Below is a piece written by Tina Bjarekull, President of the Maryland Independent College and University Association (MICUA), about the importance of the Sellinger Program for independent colleges and universities – and the state of Maryland – that appeared in The Baltimore Sun.

Don't Cut Aid to Private Colleges

September 24, 2009

During times of shrinking revenues and economic uncertainty, effective business leaders do not slaughter the cash cow or sell the goose that lays the golden eggs. They do not indiscriminately cut programs or raise prices. They gather facts, conduct cost-benefit analyses and make informed decisions to build a stronger and more stable business model to better compete in a changing global economic environment. In response to The Sun's recent editorial "Incredible shrinking economy" (Sept. 21) I offer this analysis, based on the facts, of state aid for independent higher education.

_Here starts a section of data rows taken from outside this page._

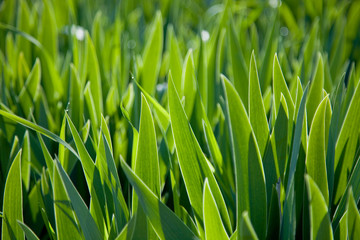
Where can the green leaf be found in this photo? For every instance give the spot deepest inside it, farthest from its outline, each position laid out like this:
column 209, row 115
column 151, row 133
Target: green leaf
column 26, row 161
column 316, row 90
column 353, row 218
column 163, row 116
column 341, row 230
column 152, row 55
column 273, row 231
column 238, row 64
column 315, row 157
column 176, row 62
column 288, row 219
column 354, row 184
column 188, row 87
column 250, row 180
column 193, row 164
column 146, row 162
column 256, row 108
column 13, row 202
column 86, row 222
column 214, row 229
column 166, row 224
column 30, row 235
column 280, row 87
column 94, row 76
column 38, row 129
column 320, row 224
column 348, row 137
column 66, row 223
column 48, row 30
column 29, row 92
column 279, row 137
column 246, row 229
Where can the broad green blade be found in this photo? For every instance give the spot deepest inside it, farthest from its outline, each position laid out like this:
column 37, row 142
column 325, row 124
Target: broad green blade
column 353, row 218
column 320, row 224
column 214, row 229
column 66, row 222
column 29, row 234
column 166, row 224
column 238, row 64
column 288, row 219
column 163, row 116
column 48, row 30
column 193, row 164
column 341, row 232
column 84, row 157
column 13, row 202
column 94, row 76
column 315, row 157
column 247, row 231
column 86, row 222
column 188, row 83
column 349, row 137
column 309, row 51
column 256, row 108
column 38, row 129
column 354, row 184
column 26, row 161
column 30, row 90
column 316, row 90
column 152, row 56
column 273, row 231
column 280, row 87
column 175, row 62
column 146, row 163
column 279, row 137
column 250, row 179
column 128, row 231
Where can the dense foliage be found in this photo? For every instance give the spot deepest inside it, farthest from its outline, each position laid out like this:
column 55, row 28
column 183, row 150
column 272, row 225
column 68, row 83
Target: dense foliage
column 179, row 119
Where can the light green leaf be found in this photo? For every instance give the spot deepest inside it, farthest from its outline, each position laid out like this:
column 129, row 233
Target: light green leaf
column 146, row 163
column 193, row 164
column 354, row 184
column 152, row 56
column 87, row 223
column 30, row 235
column 163, row 116
column 250, row 180
column 353, row 218
column 238, row 64
column 341, row 230
column 316, row 90
column 320, row 224
column 279, row 86
column 26, row 161
column 315, row 157
column 66, row 223
column 175, row 62
column 29, row 92
column 348, row 137
column 38, row 129
column 166, row 224
column 256, row 108
column 214, row 229
column 288, row 219
column 94, row 76
column 188, row 83
column 247, row 231
column 13, row 202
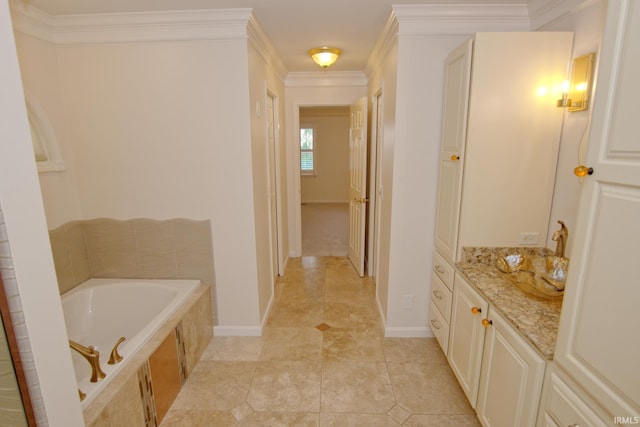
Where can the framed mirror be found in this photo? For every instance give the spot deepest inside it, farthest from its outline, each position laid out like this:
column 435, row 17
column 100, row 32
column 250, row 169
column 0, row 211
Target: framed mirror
column 580, row 85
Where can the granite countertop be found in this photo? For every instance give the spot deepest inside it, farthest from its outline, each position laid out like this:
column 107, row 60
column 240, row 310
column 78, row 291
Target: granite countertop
column 535, row 318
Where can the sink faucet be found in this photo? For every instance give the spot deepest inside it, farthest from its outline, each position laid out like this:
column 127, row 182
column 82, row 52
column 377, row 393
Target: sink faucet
column 560, row 237
column 93, row 357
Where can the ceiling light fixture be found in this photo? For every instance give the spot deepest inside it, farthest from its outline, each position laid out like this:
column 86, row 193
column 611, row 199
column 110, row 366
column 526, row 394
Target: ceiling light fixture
column 325, row 56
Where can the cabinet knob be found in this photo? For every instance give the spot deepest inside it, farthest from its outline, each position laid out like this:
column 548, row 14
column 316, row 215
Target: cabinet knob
column 582, row 170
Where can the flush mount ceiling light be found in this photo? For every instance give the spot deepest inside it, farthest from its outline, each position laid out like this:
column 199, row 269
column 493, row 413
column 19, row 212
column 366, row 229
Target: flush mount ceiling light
column 325, row 56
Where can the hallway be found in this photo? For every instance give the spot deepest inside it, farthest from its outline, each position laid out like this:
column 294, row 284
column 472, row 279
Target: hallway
column 323, row 361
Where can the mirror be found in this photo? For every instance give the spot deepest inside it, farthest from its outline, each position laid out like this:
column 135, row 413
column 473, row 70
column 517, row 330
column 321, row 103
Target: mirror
column 580, row 84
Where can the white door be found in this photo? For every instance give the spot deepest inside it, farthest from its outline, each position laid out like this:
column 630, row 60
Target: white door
column 599, row 333
column 272, row 186
column 454, row 126
column 358, row 183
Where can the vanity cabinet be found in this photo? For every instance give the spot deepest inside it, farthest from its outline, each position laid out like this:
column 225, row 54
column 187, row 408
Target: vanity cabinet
column 467, row 337
column 563, row 403
column 499, row 371
column 499, row 144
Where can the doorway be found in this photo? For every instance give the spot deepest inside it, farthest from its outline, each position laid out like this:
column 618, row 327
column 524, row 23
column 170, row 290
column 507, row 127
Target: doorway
column 324, row 180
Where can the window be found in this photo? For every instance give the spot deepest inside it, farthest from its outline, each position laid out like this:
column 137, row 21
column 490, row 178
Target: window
column 307, row 145
column 43, row 137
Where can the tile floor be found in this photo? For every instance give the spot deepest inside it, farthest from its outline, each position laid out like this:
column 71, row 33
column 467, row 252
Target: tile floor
column 325, row 229
column 323, row 361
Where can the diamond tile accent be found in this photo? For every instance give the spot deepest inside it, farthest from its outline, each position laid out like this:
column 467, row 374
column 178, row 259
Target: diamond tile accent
column 323, row 327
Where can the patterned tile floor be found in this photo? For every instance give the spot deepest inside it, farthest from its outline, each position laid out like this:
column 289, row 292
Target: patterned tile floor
column 323, row 361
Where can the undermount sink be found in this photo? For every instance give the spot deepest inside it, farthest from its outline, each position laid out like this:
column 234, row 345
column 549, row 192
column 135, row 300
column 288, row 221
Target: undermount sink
column 540, row 276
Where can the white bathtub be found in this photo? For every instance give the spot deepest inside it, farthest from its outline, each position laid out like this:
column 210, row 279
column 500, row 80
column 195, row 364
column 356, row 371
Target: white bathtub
column 100, row 311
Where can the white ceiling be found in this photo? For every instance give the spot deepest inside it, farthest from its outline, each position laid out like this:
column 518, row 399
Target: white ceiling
column 293, row 26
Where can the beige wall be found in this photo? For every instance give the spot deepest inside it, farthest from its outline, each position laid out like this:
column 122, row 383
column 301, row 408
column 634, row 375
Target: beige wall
column 27, row 264
column 587, row 25
column 330, row 182
column 262, row 80
column 159, row 130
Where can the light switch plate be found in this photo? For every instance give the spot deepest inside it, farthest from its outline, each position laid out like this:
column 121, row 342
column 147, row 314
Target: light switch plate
column 529, row 238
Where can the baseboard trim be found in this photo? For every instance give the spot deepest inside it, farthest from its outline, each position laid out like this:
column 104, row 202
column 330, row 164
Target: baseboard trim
column 237, row 331
column 407, row 332
column 325, row 202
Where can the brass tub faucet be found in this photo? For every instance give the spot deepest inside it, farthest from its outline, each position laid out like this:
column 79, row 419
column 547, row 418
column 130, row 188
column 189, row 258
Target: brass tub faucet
column 93, row 357
column 560, row 237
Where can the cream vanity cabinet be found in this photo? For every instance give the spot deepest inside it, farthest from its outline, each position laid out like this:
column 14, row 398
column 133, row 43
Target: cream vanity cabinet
column 498, row 370
column 598, row 345
column 499, row 149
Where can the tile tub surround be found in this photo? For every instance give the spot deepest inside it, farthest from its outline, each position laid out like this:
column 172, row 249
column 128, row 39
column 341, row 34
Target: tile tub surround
column 323, row 360
column 108, row 409
column 136, row 248
column 536, row 319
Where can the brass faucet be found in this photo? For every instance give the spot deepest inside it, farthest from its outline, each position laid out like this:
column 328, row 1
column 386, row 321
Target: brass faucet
column 93, row 357
column 560, row 237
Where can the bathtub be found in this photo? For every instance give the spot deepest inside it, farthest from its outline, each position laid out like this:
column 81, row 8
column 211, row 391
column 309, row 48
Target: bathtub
column 100, row 311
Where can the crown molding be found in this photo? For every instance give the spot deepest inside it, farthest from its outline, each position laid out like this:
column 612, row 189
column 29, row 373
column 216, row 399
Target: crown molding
column 383, row 45
column 438, row 20
column 131, row 27
column 543, row 13
column 259, row 40
column 325, row 79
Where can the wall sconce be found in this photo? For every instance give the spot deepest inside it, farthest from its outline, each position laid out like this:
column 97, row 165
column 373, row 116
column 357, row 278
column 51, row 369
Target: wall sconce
column 575, row 93
column 325, row 56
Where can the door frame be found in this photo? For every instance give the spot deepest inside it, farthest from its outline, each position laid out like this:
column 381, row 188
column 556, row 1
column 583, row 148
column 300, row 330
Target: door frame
column 374, row 171
column 293, row 171
column 277, row 182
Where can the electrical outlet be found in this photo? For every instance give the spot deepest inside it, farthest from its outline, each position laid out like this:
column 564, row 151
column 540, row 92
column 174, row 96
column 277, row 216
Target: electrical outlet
column 529, row 238
column 407, row 303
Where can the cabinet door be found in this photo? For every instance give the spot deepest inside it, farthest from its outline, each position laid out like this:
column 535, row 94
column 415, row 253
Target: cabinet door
column 598, row 337
column 454, row 127
column 511, row 377
column 467, row 337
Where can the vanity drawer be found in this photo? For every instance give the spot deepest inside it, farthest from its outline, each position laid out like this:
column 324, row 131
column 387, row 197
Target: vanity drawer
column 443, row 269
column 441, row 297
column 439, row 327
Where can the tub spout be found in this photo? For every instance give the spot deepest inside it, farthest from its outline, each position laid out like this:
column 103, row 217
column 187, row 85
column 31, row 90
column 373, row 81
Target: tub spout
column 560, row 237
column 93, row 357
column 115, row 357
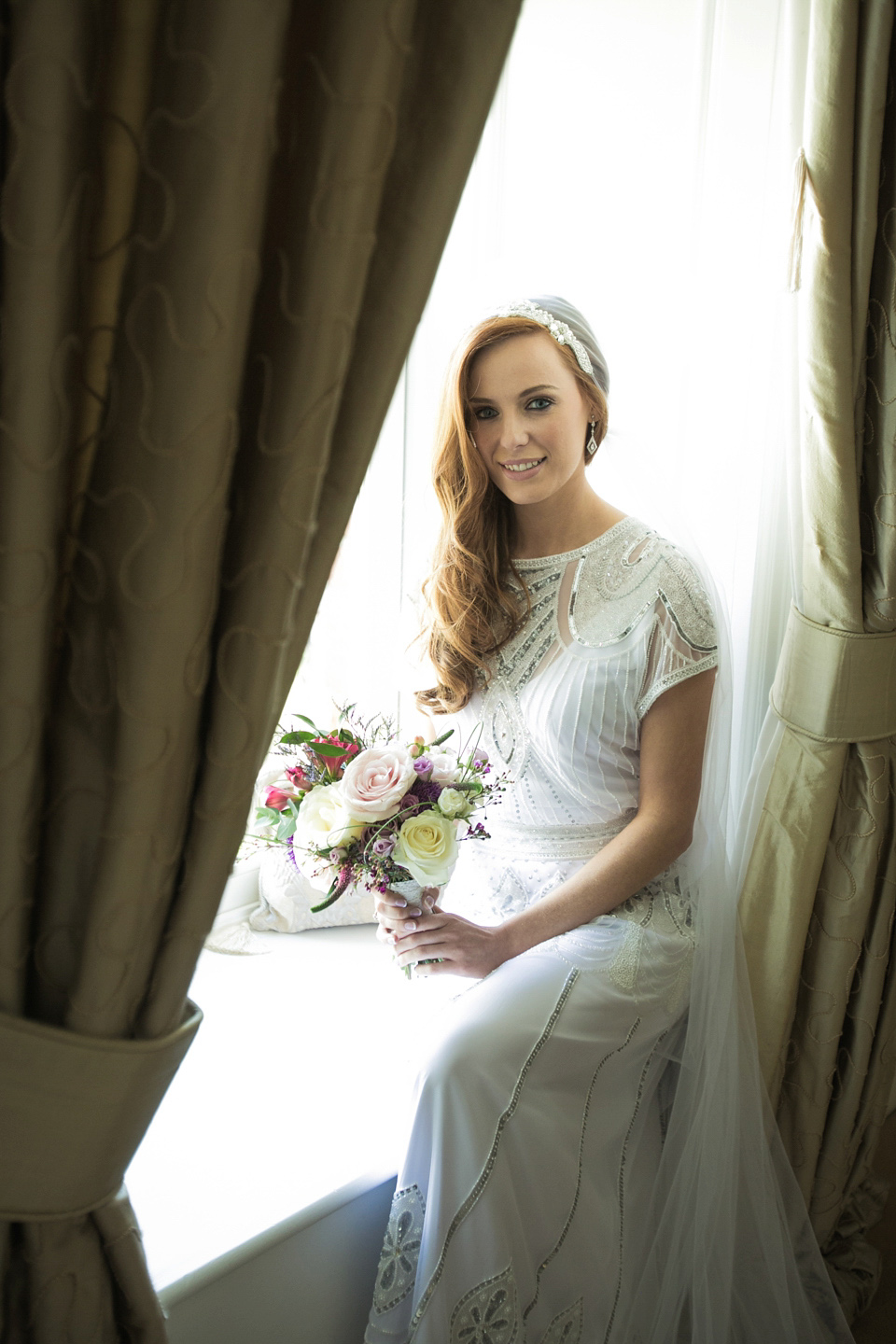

In the current fiscal year, Maryland has appropriated about $1.3 billion for higher education, including about $45 million in aid to independent (private, nonprofit) colleges and universities through a program known as the Sellinger Program. The vast majority (83 percent) of the Sellinger funds are used to provide financial aid to Maryland residents who are enrolled at one of 16 state-aided independent colleges and universities. The balance of Sellinger aid is used to support state-established goals for higher education, such as bringing academic programs to underserved areas of the state or meeting state workforce shortages.

If Sellinger aid were not available, many Maryland students would attend in-state public universities, a more expensive taxpayer option, or leave the state altogether, taking their tuition dollars and talents with them. To illustrate this point, consider the taxpayer costs per degree awarded. Based on the most recent data available, state taxpayers pay $36,000 for each degree conferred at a public university, compared to $6,000 for each degree conferred at an independent college or university. Furthermore, public universities are not open-enrollment institutions, are not located in all geographic regions of the state, and do not provide every academic program. To do so would be cost-prohibitive for state taxpayers. Simply put, state support for independent colleges and universities is in the best interests of the taxpayers of the state. Furthermore, Maryland voters understand and support this partnership.

Last week, Gonzales Research & Marketing Strategies released the results of its recent statewide poll of Maryland voters. Sixty-one percent of Maryland voters support using private institutions to provide public services in higher education and health care to save taxpayer dollars. That same poll found that among state voters, 64 percent say that Maryland should continue its partnership with private colleges to provide higher education services at low taxpayer costs. According to the Gonzales report, 57 percent of voters say Maryland's investment in its private colleges and universities is an effective use of taxpayers' dollars.

Support for the "private option" for higher education transcends political parties with 62 percent of Democrats, 62 percent of Republicans and 78 percent of independents saying Maryland should continue its partnership with private colleges. Furthermore, support for the program comes from every region of the state -- Eastern Shore, Baltimore City, Baltimore suburbs, Washington suburbs and Western Maryland.

The future strength of our state and nation is fundamentally linked to America's ability to advance knowledge, innovation and entrepreneurship. Therefore, it is imperative that Maryland support an effective and efficient system of higher education utilizing public and private institutions to meet the state's higher education needs. For more than 225 years, Maryland's elected officials have understood the efficacy of a public-private partnership to provide higher education services. Particularly in challenging fiscal times, the Sellinger Program is smart public policy.

Tina Bjarekull, Annapolis

The writer is president of the Maryland Independent College and University Association.